Exact algorithms are the best choice whenever they can be used to solve or assist in solving a given problem within a reasonable time frame, such as some polynomial time problems and some large-scale linear continuous problems. Therefore, it will be an unwise decision to use NI algorithms to solve easy optimization problems, where an exact algorithm is available.

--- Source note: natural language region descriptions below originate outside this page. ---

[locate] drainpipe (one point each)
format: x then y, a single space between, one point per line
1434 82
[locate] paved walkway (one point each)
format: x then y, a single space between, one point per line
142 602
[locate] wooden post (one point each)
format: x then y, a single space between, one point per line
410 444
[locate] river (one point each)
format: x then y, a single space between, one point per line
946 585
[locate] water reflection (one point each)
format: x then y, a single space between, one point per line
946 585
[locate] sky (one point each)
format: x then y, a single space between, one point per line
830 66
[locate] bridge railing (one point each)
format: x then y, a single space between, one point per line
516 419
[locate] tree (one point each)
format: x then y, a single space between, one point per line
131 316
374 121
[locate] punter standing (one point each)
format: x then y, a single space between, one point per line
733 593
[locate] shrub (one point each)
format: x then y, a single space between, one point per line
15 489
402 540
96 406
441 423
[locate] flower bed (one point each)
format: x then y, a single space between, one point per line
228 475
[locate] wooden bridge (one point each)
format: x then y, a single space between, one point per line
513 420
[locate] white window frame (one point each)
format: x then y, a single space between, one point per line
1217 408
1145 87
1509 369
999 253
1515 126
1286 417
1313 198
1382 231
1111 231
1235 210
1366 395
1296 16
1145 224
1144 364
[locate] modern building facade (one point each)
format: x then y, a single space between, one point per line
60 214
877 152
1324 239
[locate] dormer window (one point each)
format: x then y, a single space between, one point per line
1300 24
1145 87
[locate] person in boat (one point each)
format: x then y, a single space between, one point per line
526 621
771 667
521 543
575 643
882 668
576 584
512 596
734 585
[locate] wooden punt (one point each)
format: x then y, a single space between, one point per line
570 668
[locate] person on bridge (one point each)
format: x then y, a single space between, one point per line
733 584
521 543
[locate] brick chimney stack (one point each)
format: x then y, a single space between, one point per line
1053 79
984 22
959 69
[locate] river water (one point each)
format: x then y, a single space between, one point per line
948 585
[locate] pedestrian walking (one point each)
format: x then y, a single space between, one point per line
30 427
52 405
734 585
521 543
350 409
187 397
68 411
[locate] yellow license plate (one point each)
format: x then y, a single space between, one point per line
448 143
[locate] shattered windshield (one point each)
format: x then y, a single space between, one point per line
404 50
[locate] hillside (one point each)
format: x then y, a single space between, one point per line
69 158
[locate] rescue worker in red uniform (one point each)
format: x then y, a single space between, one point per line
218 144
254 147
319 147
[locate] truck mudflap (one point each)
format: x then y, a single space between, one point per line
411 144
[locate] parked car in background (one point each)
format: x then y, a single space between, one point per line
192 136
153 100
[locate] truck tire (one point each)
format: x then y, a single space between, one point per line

On the other hand, the use of NI algorithms is desirable and can be advantageous for approximate solutions. Using NI algorithms can be the best choice when a simplified model is used or the model parameters are estimated using inexact or limited data [22]. For such problems that are inaccurately represented (due to incomplete/uncertain information about constraints or objectives), using approximate methods can be better than time-consuming exact methods. In addition, NI algorithms could be used when a reliable exact method is unavailable or the available exact method is computationally undesirable (excessive time and or space). In those cases, NI algorithms can sometimes produce a reasonably good solution with minimal time and space requirements. NI algorithms can also be used to enhance the performance of an existing exact method by providing good starting solutions or guiding the search. Furthermore, NI algorithms have been recommended to be used to save time when the same problem is going to be solved frequently, because they are simple to implement and easy to understand. Moreover, they help to gain insight into complex problems, while using minimal resources [23].

3 Single-Solution-Based NI Algorithms

Single-solution-based (SS-based) NI class of algorithms is also known as trajectory methods. Any member of this class starts with a single agent, candidate solution, and improves its fitness value in each generation (iteration). The candidate solution moves through neighborhoods or search trajectories within a predefined search space [24]. The trajectories are produced by an iterative mechanism and move from one position to another in the predefined search space. This class performs two fundamental operations into two phases: generation and replacement. In the following subsection, we discuss the SA algorithm, a popular and well-known single-solution-based NI algorithm.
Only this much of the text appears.